議題:トップページのデザイン方針について 【決定事項】
ブランドカラー(紺色)をベースに維持しつつ、アクセントカラーで「柔らかさ」を表現する方針で確定。
背景:ターゲット層(20代女性)に対し、現状のデザインが硬すぎるため。
競合A社のリニューアル事例(ピンク使用)をトーン&マナーの参考にする。
【Next Action(ToDo)】
佐藤: アクセントカラーを取り入れたデザイン案を3パターン作成する。【期日:1/30(金) 15:00まで】
田中: 上記デザイン案の社内レビュー時間を確保する。【期日:1/31(土) 午前中】
【保留・検討事項】
特になし
【ここが上手い】
- 結論ファースト: 忙しい決裁者は「決定事項」だけ見ればOK。
- 構造化: 「背景」をインデント(字下げ)することで、決定事項の補足であることを視覚的に表現。
- 責任の明確化: ToDoに「誰が」「何を」「いつ(日時)までに」が具体的に書かれている。
現場で差がつく!「上手い人」がやっている3つの裏技
私が実際の現場で実践し、新人にも指導している「具体的テクニック」を3つ紹介します。
1. 会議前に「8割」終わらせる(事前アジェンダの作成)
上手い人は、会議が始まってから書き始めません。会議前に「空欄の議事録(テンプレート)」を作成しています。
- 議題
- 確認すべき論点(ここが決まれば会議終了)
- 想定される決定事項の案
これらを事前に書いておき、会議中は「空欄を埋めるだけ」の状態にします。これにより、議論の脱線を防ぐファシリテーションの役割も果たせます。
2. その場で画面共有しながら書く(ライブ・ミニッツ)
会議終了後に「持ち帰ってまとめます」と言うのはやめましょう。記憶が薄れますし、認識祖語が起きるリスクがあります。
私は必ず、Zoomやプロジェクターで議事録画面を共有しながら書きます。 「決定事項は、この書き方で認識合っていますか?」と、その場で合意を取りながら文字にすることで、「言った言わない」のトラブルを100%防げます。

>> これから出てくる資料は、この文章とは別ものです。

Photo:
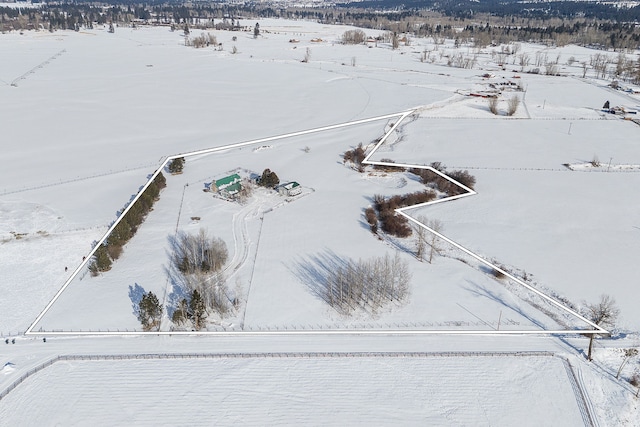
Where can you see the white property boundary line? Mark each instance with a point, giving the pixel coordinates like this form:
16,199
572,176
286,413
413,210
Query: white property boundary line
402,116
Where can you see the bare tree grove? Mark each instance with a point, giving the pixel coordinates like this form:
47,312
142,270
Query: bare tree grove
368,284
197,261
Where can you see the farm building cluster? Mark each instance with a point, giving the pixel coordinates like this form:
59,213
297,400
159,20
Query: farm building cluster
233,186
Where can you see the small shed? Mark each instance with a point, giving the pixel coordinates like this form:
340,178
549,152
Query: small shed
228,187
290,189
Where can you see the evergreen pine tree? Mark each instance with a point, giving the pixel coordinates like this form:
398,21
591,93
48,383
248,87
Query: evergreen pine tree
176,165
181,314
150,311
198,309
101,261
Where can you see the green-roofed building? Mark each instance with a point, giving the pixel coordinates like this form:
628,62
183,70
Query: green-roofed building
228,187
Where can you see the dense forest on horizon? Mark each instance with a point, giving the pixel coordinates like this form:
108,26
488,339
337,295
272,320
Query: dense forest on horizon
483,23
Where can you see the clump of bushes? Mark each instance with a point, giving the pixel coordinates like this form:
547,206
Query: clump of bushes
353,37
391,222
386,168
269,179
355,156
203,40
442,184
176,165
367,285
197,262
127,227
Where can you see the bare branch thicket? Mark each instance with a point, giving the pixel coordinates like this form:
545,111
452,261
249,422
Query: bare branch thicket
354,37
524,60
368,284
198,260
604,313
203,40
420,234
434,241
627,354
512,105
307,56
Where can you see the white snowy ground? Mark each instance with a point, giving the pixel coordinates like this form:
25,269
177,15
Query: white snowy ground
311,391
83,131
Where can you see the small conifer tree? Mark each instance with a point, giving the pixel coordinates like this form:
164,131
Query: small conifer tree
150,311
176,165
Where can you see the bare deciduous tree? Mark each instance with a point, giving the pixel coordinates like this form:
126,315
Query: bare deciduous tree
307,56
197,261
512,105
627,354
367,285
493,105
434,241
354,37
604,314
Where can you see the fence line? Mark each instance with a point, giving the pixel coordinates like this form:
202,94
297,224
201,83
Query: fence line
581,399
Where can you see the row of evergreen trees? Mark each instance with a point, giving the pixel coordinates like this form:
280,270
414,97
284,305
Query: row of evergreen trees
127,227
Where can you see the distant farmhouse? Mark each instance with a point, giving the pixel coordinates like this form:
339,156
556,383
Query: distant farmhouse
290,189
228,187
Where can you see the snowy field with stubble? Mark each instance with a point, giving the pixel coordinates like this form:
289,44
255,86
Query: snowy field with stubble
87,117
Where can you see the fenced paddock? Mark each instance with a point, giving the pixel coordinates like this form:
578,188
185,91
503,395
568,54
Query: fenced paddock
297,388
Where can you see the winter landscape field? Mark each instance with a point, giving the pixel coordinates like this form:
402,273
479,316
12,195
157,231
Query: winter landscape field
486,333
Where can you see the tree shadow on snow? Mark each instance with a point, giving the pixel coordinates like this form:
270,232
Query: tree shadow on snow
482,291
313,271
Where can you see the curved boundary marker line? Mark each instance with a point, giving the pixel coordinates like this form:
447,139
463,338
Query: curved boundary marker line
469,192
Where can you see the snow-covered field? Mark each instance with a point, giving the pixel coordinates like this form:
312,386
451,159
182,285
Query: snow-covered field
309,390
87,117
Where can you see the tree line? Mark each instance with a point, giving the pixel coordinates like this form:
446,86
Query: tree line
583,23
127,227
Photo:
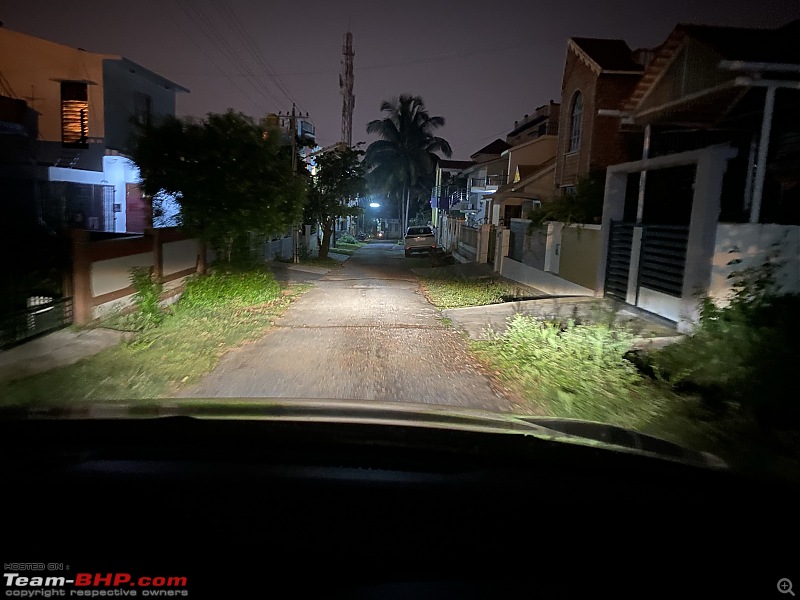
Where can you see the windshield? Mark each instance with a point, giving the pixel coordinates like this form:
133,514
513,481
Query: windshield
419,231
205,211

会議が終わった瞬間、議事録も完成しています。
3. 5W1Hではなく「誰がボールを持っているか」を意識する
形式的な5W1Hよりも重要なのは、「ボール(責任)」の所在です。 議論が膠着(こうちゃく)した時、議事録担当者が口を挟むべきキラーフレーズがあります。

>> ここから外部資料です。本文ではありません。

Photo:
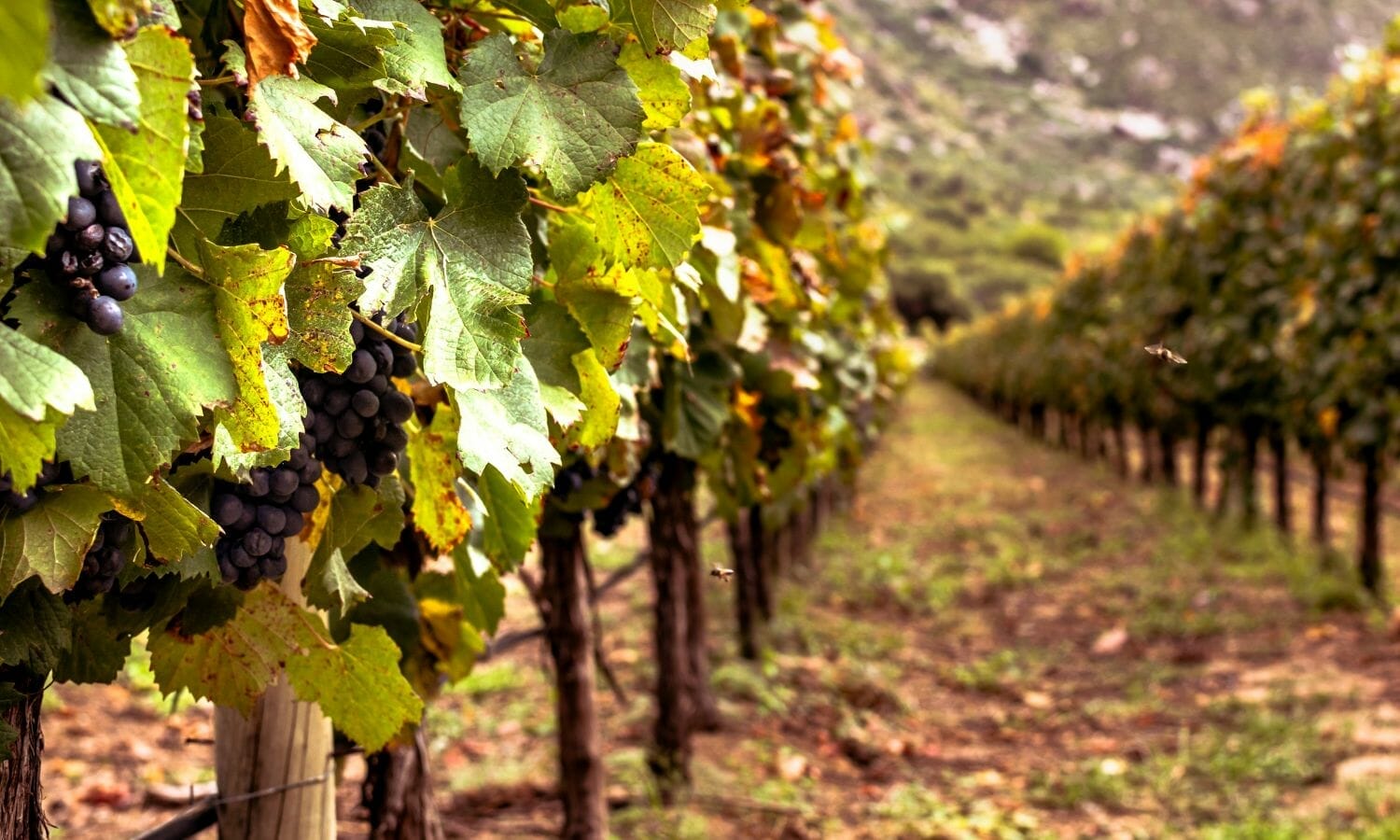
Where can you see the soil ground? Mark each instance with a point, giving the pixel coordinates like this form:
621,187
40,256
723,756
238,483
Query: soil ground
997,640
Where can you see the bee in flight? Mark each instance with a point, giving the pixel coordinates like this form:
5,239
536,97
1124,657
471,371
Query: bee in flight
1164,353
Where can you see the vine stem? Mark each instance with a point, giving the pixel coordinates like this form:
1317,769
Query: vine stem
539,202
369,322
185,263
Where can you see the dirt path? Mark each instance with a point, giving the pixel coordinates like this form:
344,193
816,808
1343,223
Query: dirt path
999,641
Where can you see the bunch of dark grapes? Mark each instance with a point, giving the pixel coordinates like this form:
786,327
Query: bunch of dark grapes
90,249
609,518
104,560
260,515
356,417
49,473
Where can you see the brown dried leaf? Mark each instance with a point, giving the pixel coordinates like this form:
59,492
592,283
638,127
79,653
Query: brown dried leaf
277,38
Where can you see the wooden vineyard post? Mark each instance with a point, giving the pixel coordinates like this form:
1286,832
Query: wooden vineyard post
21,800
1368,562
568,629
285,749
1322,475
672,532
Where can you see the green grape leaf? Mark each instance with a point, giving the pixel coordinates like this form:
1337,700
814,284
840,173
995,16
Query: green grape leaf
358,517
507,521
36,378
664,94
119,17
599,420
174,526
416,58
347,55
50,539
35,627
664,25
318,310
434,469
473,258
574,117
25,27
25,444
95,650
238,176
553,341
147,168
697,405
538,11
151,381
507,428
649,212
90,70
358,686
249,310
38,143
321,154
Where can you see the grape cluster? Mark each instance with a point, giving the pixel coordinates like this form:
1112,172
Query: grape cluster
260,515
90,249
609,518
49,473
356,417
105,559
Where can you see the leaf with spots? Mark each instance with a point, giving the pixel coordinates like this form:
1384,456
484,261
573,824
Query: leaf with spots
146,168
50,539
434,469
151,381
574,115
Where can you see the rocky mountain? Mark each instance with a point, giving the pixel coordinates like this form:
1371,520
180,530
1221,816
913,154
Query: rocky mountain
1010,131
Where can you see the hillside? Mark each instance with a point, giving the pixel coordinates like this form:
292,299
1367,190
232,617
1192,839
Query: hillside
1008,129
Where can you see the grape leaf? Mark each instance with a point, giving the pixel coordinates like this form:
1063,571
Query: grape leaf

「今の件、次のアクションとしては『誰が』『いつまでに』検討することにしましょうか?」
この一言で議論が締まり、あなたは「単なる書記」から「プロジェクトの推進役」へと評価を変えることができます。
コピペOK!基本の議事録テンプレート
最後に、明日から使えるシンプルなMarkdown形式のテンプレートを置いておきます。
# [会議名] 議事録
- 日時:202X年X月X日 XX:00〜XX:00
- 場所:オンライン / 第X会議室
- 参加者:[氏名], [氏名]...
- 記録者:[あなたの氏名]
## 1. 決定事項(Conclusions)
* [決定内容]
* (理由・背景):
* [決定内容]
## 2. ネクストアクション(ToDo)
* [担当者]:[タスク内容] 【期限:MM/DD】
* [担当者]:[タスク内容] 【期限:MM/DD】
## 3. 保留・検討事項(Pending)
* [内容]
* (次回持ち越しの理由):次回XX会議にて決定予定
## 4. 補足・メモ
* (議論の経緯や、決定には至らなかった参考情報など)
まとめ
議事録が上手い人とは、文章力が高い人ではなく、「プロジェクトを前に進める力」がある人です。
- 発言録ではなく「決定事項」と「ToDo」を書く
- 悪い例(ベタ打ち)を卒業し、構造化する
- 会議中に画面共有し、その場で合意をとる
まずは次回の会議で、「決定事項」の項目を一番上に持ってくることから始めてみてください。それだけで、読み手の反応が劇的に変わるはずです。
次のステップ
もし「要約そのものが苦手」と感じる場合は、会議中に「つまり、決定事項は〇〇ということでよろしいでしょうか?」と声に出して確認する癖をつけてみてください。これが最強の議事録作成術です。